La aldaba
Carlos Navarro Antolín
Los caídos de la Sevilla de Oseluí
A Guillermo Rodríguez-Izquierdo, SJ
LA noticia saltó hace unos meses pero es ahora cuando alcanza todo su significado: los jesuitas se van en unos días de su casa e iglesia de la calle Jesús del Gran Poder. Esto no deja de ser una anécdota en la larga, turbulenta y fecunda historia de la Societas Iesu, una de las grandes aportaciones a la historia Universal del pueblo vascongado (junto al Estado de Chile), tal como dijo Unamuno con esa rotundidad tan suya. El bilbaíno pecaba, como todos los de su raza, de un ombliguismo que le impedía ver lo muy andaluza, por universal, que era también la Compañía de Jesús. No en vano, si aquel soldado llamado Íñigo, que quedó tullido luchando contra el francés, cambió su nombre por el de Ignacio fue para dejar atrás las cazurrerías de los valles guipuzcoanos y abrazar el ancho orbe católico, con todos sus acentos y cordilleras.
El traslado, decíamos, es una anécdota en la historia universal de la Compañía, pero también en su historia local sevillana. Nos lo recuerdan esos grandes templos que fueron jesuitas y que, debido a los distintos expolios que sufrió la orden a lo largo de los siglos, terminaron en manos de un Estado que siempre sintió su poder e influencia como una amenaza. La primera Universidad de Sevilla se montó sobre lo incautado a los padres cuando Carlos III los expulsó, en 1767. Aún hoy, lo más valioso del patrimonio histórico de la Hispalense, ese con el que adorna su Paraninfo o le da presencia en exposiciones de la National Gallery, es fruto de aquella discutible decisión de Estado.
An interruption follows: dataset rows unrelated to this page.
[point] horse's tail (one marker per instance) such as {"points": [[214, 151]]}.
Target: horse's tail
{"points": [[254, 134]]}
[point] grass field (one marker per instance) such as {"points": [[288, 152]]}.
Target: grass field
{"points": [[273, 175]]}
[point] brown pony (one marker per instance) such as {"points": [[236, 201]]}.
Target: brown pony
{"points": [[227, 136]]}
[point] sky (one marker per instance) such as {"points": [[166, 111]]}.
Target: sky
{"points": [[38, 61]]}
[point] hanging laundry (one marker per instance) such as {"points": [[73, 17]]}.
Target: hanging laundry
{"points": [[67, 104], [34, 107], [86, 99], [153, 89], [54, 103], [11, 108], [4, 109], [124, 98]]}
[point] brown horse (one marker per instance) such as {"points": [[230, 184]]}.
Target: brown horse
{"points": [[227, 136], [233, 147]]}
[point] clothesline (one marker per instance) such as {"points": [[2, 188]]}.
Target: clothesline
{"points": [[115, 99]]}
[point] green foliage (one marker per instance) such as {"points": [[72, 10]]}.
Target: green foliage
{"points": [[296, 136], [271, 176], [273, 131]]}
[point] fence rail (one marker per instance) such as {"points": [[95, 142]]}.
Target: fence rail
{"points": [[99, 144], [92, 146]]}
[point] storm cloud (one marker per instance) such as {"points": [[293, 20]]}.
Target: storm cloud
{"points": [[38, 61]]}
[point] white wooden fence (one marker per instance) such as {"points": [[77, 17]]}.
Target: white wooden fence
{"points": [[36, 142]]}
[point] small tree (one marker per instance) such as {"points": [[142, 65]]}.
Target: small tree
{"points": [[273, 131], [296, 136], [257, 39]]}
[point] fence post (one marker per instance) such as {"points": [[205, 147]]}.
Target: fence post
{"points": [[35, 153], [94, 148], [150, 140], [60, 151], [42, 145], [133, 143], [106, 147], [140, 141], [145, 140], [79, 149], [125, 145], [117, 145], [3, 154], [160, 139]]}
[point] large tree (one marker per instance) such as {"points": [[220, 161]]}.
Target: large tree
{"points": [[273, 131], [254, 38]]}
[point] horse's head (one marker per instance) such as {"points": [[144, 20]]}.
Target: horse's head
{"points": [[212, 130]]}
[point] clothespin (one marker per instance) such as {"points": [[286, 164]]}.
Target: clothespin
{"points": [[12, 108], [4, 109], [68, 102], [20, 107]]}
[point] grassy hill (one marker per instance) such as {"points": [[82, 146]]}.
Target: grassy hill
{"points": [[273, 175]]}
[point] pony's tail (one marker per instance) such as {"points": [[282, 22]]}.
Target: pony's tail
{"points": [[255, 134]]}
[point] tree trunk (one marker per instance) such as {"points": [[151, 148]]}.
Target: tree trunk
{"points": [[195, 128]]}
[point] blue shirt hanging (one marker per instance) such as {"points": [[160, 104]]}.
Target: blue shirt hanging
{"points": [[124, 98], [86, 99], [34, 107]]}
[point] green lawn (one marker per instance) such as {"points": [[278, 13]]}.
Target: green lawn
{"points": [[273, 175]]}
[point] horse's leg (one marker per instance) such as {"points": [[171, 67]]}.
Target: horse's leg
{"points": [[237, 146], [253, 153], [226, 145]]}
Lo mismo se puede decir de San Hermenegildo, colegio que perteneció a la larga y siempre renovada tradición pedagógica de la orden en Sevilla; o de San Luis de los Franceses, culmen del barroco ignaciano en Andalucía. Ante esta larga vida plagada de peripecias, a los jesuitas no les debe parecer una gran tragedia abandonar un templo en el que sólo llevan desde 1887.
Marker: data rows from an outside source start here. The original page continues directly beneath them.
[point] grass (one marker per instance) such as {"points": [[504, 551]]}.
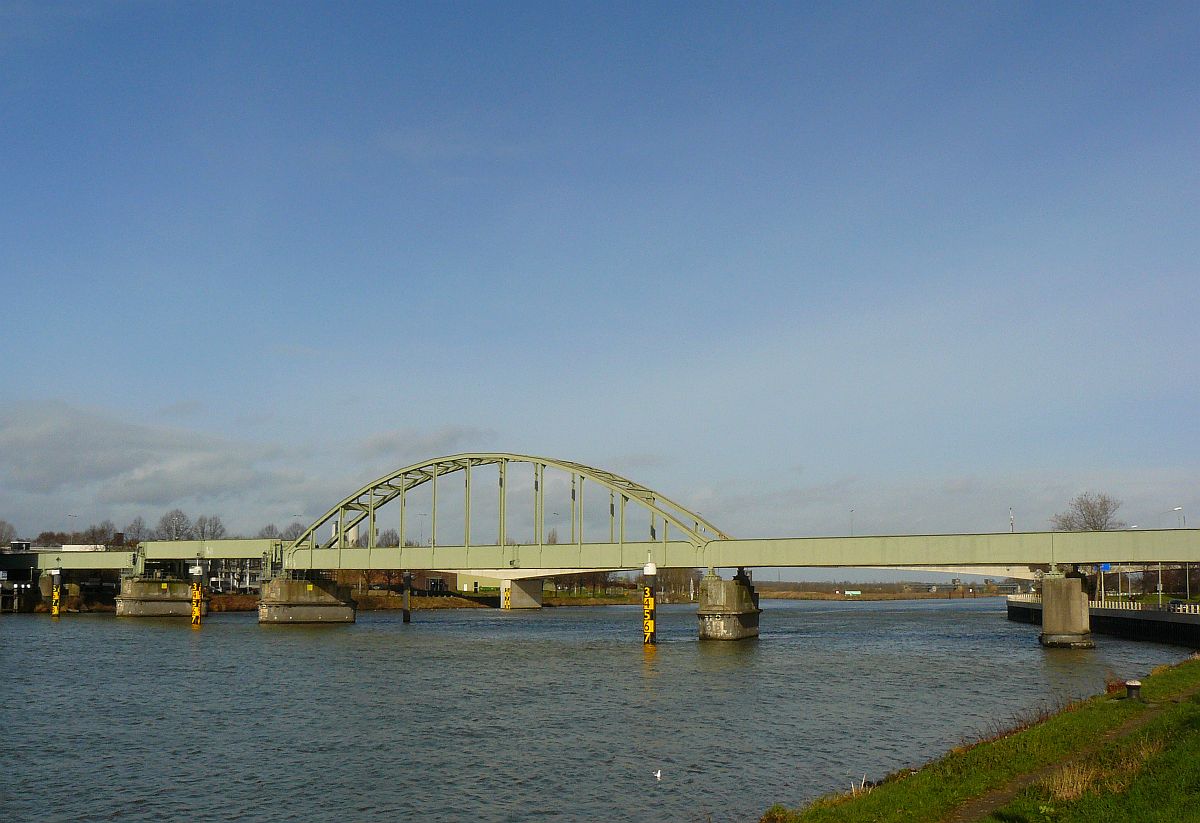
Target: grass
{"points": [[1120, 768], [1152, 775]]}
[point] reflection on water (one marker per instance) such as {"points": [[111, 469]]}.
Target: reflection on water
{"points": [[559, 714]]}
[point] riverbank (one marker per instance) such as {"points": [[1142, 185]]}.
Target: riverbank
{"points": [[249, 602], [767, 594], [1103, 758]]}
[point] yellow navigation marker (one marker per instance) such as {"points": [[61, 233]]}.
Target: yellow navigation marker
{"points": [[196, 604]]}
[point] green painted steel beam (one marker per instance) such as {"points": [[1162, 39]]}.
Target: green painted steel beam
{"points": [[209, 550], [121, 560], [949, 550]]}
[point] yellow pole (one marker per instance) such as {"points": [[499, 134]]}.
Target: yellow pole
{"points": [[55, 593]]}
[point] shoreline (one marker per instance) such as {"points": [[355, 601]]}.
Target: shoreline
{"points": [[1102, 758]]}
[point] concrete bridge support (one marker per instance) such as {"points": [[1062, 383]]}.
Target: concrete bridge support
{"points": [[1066, 622], [150, 596], [521, 594], [729, 610], [285, 600]]}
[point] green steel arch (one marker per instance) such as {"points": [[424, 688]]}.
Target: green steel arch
{"points": [[361, 504]]}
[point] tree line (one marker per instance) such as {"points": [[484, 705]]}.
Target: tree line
{"points": [[174, 524]]}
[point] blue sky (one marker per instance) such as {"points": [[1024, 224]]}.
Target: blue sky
{"points": [[925, 262]]}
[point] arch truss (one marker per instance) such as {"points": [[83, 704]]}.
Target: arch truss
{"points": [[336, 528]]}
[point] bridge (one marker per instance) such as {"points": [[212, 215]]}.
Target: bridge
{"points": [[615, 524]]}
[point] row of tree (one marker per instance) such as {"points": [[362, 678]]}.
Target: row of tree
{"points": [[175, 524]]}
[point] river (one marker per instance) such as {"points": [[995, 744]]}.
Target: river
{"points": [[487, 715]]}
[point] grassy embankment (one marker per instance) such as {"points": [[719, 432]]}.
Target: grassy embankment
{"points": [[1102, 760], [873, 595]]}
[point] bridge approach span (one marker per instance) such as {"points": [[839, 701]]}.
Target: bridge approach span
{"points": [[959, 551]]}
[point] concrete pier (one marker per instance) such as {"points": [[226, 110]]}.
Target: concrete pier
{"points": [[1066, 620], [305, 601], [729, 610], [521, 594], [142, 596]]}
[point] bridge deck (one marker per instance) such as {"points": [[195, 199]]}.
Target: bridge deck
{"points": [[942, 550]]}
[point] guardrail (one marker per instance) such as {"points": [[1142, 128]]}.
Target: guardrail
{"points": [[1177, 608]]}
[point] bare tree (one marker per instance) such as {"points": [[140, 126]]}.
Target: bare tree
{"points": [[100, 534], [137, 530], [209, 528], [174, 526], [1089, 512]]}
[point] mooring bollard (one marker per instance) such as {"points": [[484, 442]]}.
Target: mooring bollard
{"points": [[649, 630]]}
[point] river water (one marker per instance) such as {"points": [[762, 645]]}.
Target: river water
{"points": [[487, 715]]}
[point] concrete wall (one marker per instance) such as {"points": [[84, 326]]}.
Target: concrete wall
{"points": [[727, 610], [1065, 616], [521, 594], [305, 601], [156, 598]]}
La Compañía se va en unos días del centro, pero no de Sevilla. Quedan las comunidades de Portaceli y Torreblanca, así como su último gran proyecto, la Universidad Loyola. Su presencia se sigue notando en las calles cada vez que topamos con un alumno de Portaceli, en su camisa las armas de los Oñaz y los Loyola, con esos dos lobos rampantes husmeando un caldero cuyo contenido imaginamos suculento. Hoy, en honor de estos últimos jesuitas de intramuros, recuerdo una oración anónima y algo herética con la que tropecé en internet: "Ignacio de Loyola: soldado estropeado, cojo épico, seco, desclasado a su manera, varón de pocas bromas, bueno hasta ser santo y viejo aficionado a los libros de caballerías. Ruega por nosotros".